Marijn Haverbeke's blog (license)

Computing Indentation from Syntax Trees

Thursday, August 29, 2019 tooling codemirror

Most code editors have some concept of automatic indentation. For each language, they have some logic that can compute an appropriate indentation for a given line. They may immediately indent when you press Enter, or require some interaction to reindent a line or selection.

Even with the cleverest tools, there isn't always a single definite indentation for a given line. In a language like Python, whether a line should continue the current block or dedent to some parent block isn't obvious from the context. Inside multi-line strings or comments, an editor can only guess what the user is trying to do. But even there, having a guessed indentation that you may need to correct is usually more convenient than having to manually indent every line.

In the process of maintaining CodeMirror, I've written a lot of indentation logic for a lot of languages. Initially directly on top of the source string, by applying heuristic regexps to the ends of previous lines (which was as fragile as it sounds). Then from data left behind by the glorified tokenizers CodeMirror used for highlighting, which worked better, but required those tokenizers to do extra indentation-specific work.

CodeMirror (in version 6) is moving towards building real syntax trees for its content. A big part of the reason that many indenters are ugly hacks is that they usually don't have access to the information they need, at least not in a convenient format.

Syntax trees are that convenient format.

A Theory of Indentation

Most forms of indentation fall into two categories. They either indent relative to the indentation of some reference line, or they align to some specific position.

The first is the most common. If you have this code, the function arguments are indented relative to the start of the line where the argument list starts.

call(
  one,
  two)

Because (outside of Lisp) you tend to have different indentation styles for different constructs, it makes sense to associate them with syntax node types. In the example above, we'd be applying the indentation style for argument lists.

To go from a line in a parsed document to an indentation, you first figure out the strategy that applies at this point, which you get from the innermost node that wraps the start of the line and has an indentation style associated with it.

if (x) {
  A
  B
}

That node may span multiple lines, for example in a block like the one above, when indenting the statements on lines 2 or 3, the wrapping node is the block node. That node's indentation style might say “indent one unit beyond my start line”. Because the block starts on line 1, with indentation 0, we indent the statements a single unit.

The start of line 3 is also inside the block. But because the line closes the block, it should not add indentation. Many node types have some constructs that they shouldn't indent—a closing token is one, but the else token in an if statement, or a hanging { in a K&R-style function definition, are others.

When the content of a bracketed node starts immediately after the opening bracket, many styles align subsequent lines with the opening bracket.

call(one,
     two)

Here the indentation isn't relative to the construct's start line, but to a specific token.

Some constructs, such as multi-line strings or block comments, can indicate that they shouldn't be indented.
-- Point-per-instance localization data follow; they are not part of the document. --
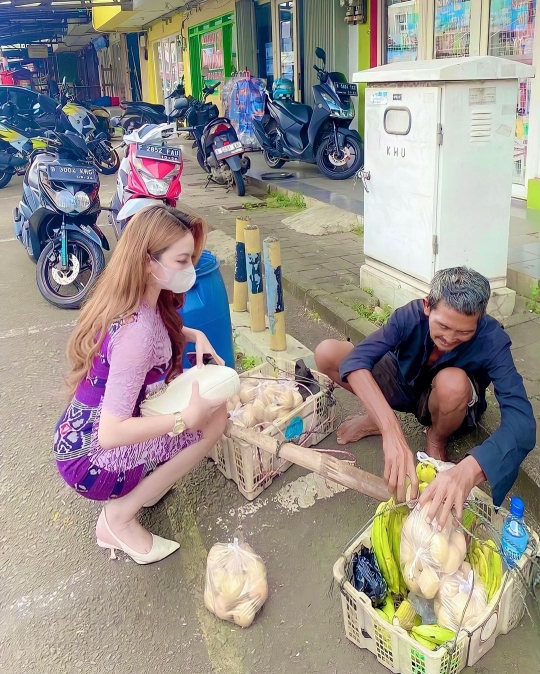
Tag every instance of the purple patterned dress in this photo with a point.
(132, 360)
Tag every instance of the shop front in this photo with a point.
(425, 29)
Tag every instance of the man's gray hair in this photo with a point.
(462, 289)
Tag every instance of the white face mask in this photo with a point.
(178, 280)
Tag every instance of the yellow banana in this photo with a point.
(424, 642)
(434, 633)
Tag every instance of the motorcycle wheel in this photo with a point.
(332, 167)
(239, 182)
(67, 290)
(273, 162)
(5, 177)
(109, 164)
(131, 123)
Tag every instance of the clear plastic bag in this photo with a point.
(236, 585)
(461, 600)
(427, 554)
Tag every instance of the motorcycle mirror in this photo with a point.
(321, 54)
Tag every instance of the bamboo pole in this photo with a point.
(254, 278)
(323, 464)
(240, 273)
(274, 294)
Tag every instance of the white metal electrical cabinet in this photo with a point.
(438, 165)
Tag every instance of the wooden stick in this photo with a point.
(254, 277)
(323, 464)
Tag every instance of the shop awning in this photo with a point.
(25, 22)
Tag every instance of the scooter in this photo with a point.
(149, 174)
(56, 220)
(219, 152)
(138, 113)
(296, 132)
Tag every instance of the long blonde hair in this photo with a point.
(121, 287)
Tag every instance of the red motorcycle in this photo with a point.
(149, 174)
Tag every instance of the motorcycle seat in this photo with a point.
(137, 104)
(298, 111)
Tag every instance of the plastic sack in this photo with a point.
(236, 585)
(461, 600)
(427, 554)
(367, 577)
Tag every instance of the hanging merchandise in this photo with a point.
(242, 99)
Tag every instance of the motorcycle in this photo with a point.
(56, 220)
(219, 152)
(20, 137)
(149, 174)
(295, 132)
(138, 113)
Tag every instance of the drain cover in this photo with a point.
(276, 175)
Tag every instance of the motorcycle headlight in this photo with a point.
(65, 201)
(83, 201)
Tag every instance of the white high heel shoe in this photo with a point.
(161, 547)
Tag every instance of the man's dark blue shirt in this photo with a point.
(486, 358)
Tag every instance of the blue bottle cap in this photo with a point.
(517, 507)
When I claimed that nodes compute indentation relative to the line on which they start, I was oversimplifying. If you have code like this:

function foo(a, b,
             c, d) {
  body()
}

The body block probably shouldn't be indented past the c. Yet it does start on line 2, which is indented 13 spaces.

When figuring out the reference line for a given node, you have to check whether that line starts inside another node (that is not a parent node of the target node), and if so, continue looking at the start of that node.
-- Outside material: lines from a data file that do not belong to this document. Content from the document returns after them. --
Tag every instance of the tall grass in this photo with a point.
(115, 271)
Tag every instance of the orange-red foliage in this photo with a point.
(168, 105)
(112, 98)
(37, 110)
So in the example, we'd notice that line 2 starts inside a parameter list, which isn't a parent of the body block, and thus use line 1 as reference line.

Unfortunately, not all nodes should be skipped like this. For example, in this code the member expression foo.bar would match the description of a non-parent node covering the start of the line, if the syntax tree is structured like call_expr(member_expr(...), arg_list(...).

one.
  two(
    three)

But we do probably want to indent the argument list relative to line 2. So this requires us to either use heuristics (such as only skipping bracketed nodes) or some extra language-specific information telling us which nodes must be skipped.

Implementation

CodeMirror's new indenter requires language packages to attach indentation information to syntax tree node types. That way, even if the document contains multiple languages, it can figure out an indentation directly from the tree.
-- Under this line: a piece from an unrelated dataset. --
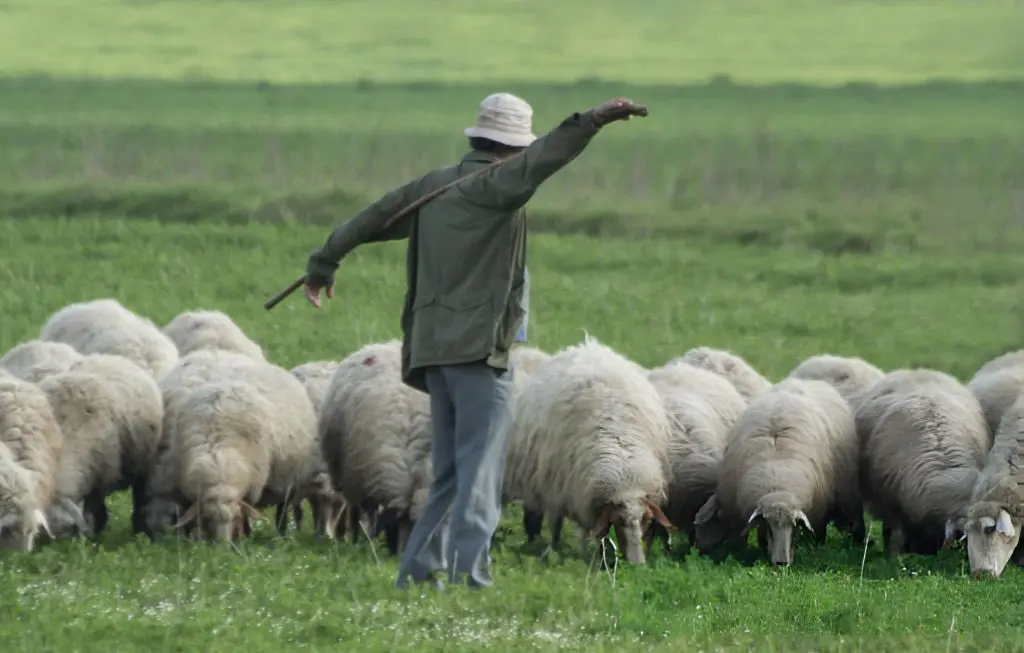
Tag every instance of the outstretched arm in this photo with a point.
(511, 184)
(368, 226)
This information takes the form of a function that computes an indentation depth, given some contextual information like the syntax tree, the target node, the document, and the size of an indentation unit.

Being a function, it can be as complicated as it needs to be. There are helpers for defining functions that support common styles, such as bracketed nodes that align content to their opening bracket when that isn't the last token on the line.

Because content is often in a syntactically invalid state when indentation is requested, the indenter takes care to “enter” unfinished nodes in front of the cursor when determining the context for the indentation. For example, if you press enter after this unfinished if statement...

if (x < y &&

The syntax tree will look something like...

if_statement(
  paren_expr(
   binary_expr(binary_expr(...), incomplete),
   incomplete),
  incomplete)

Where incomplete means that the node was cut off by the parser's error-correction feature. The start of the next line is outside of all this, but because we know that the node before it was incomplete, we can indent as if we are in that node—so that puts us inside of binary_expr, which may not have an indentation style. But paren_expr probably does.